Она устала от вечных интриг и яда двора? Так стань ее тихой гаванью. Тем, кто всегда рядом. Кто не лебезит, а понимает. Замечай мелочи, Лев. Ту книгу, которую она дочитывает у камина. Ту одинокую алую розу, что она любит в южном углу сада. Говори не о любви — она отшвырнет. Говори о верности. О долге. О том, как ты видишь ее бремя и восхищаешься силой, с которой она его несет. И будь терпелив. Терпелив как скала. И помни: камень точит не кирка, Лев Павлович… Камень точит вода. Постоянная. Ненавязчивая. Неустанная.
Я видел, как в его глазах вспыхивали и гасли искорки: слепая надежда, горькое сомнение, привычный саркастический скепсис. Но он слушал. Впитывал каждое слово, как высохшее поле впитывает дождь.

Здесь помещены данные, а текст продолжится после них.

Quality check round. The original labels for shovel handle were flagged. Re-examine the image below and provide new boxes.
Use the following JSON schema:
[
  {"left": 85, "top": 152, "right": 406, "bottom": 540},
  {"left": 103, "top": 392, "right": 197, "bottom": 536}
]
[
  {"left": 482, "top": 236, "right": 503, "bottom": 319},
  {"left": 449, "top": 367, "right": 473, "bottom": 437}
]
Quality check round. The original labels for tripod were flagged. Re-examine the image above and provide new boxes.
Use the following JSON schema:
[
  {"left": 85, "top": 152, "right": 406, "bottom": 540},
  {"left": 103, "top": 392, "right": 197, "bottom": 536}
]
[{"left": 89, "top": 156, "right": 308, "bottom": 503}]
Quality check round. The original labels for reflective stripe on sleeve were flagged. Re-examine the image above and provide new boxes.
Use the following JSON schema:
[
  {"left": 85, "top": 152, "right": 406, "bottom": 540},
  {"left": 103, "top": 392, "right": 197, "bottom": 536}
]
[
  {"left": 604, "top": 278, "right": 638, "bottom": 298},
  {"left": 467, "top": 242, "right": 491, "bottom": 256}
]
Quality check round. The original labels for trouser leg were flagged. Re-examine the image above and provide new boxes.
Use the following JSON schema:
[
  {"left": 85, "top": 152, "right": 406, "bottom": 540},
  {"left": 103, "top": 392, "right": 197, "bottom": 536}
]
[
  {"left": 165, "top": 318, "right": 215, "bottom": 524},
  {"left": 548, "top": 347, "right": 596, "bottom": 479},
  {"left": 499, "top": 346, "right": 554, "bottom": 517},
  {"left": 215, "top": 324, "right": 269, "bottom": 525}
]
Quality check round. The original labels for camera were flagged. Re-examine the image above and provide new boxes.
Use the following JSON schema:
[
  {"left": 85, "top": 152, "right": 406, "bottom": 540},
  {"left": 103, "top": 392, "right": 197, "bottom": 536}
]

— Я… я целиком и полностью на вашей стороне, Лев. — добавил я чуть мягче, почти тепло, положив руку ему на плечо. — И с Ольги Павловны, клянусь всеми святыми, волос не упадет. Более того, я лично заинтересован в вашем… успехе на этом поприще. Такой тесть мне бы сгодился!
Рыльский стоял, не в силах пошевелиться. Борьба на его лице была эпической: мускулы дергались, губы подрагивали, взгляд метался от меня к двери и обратно. Казалось, сейчас лопнет какой-нибудь сосуд и инсульт убьет его.
Наконец, он выдохнул с шумом, словно бык. Плечи его обвисли, выдавая крайнюю усталость и капитуляцию.
— Уходите, — прохрипел он, резко отвернувшись ко мне спиной. — Пока я не передумал. Я вас прикрою. Но если что-то с вами случится…
Он не договорил. Просто махнул рукой, показывая, что он все пускает на самотек.
— Спасибо, Лев Павлович. Ценю. И еще одна ма-а-а-аленькая просьбица, — я ловко перехватил его движение к двери, заслонив собой ручку. — Мне нужны деньги. Взаймы. Довольно крупная сумма. Срочно. Желательно к утру.
Он медленно, очень медленно обернулся. Прищурился. Глаза его сузились до опасных, подозрительных щелочек, впиваясь в меня холодным стальным блеском.
— Не вы ли… — начал он медленно, с ужасающей для себя ясностью, — Недавно обчистили меня в коридоре, как последнего лоха? Срезали мой кошелек?
Я расплылся в самой ослепительной, мальчишески-невинной улыбке, какую только мог изобразить.
— Чего не сделаешь ради процветания государства и величия короны, дорогой Лев Павлович! — воскликнул я с пафосом. — Возникли экстренные неучтенные расходы на обеспечение безопасности Империи. Все совершенно секретно. Вы же понимаете?
Рыльский укоризненно покачал головой. Затем он провел огромной ладонью по лицу, с характерным шуршащим звуком.
— Так уж и быть, — пробормотал мужчина сквозь пальцы. — Достану. К завтрашнему вечеру. Но знайте, ваше высочество. — он вдруг опустил руку, и его взгляд вновь стал холодным и острым. — Вы мне будете должны. Гораздо больше. Намного больше, чем просто деньги. Помните это!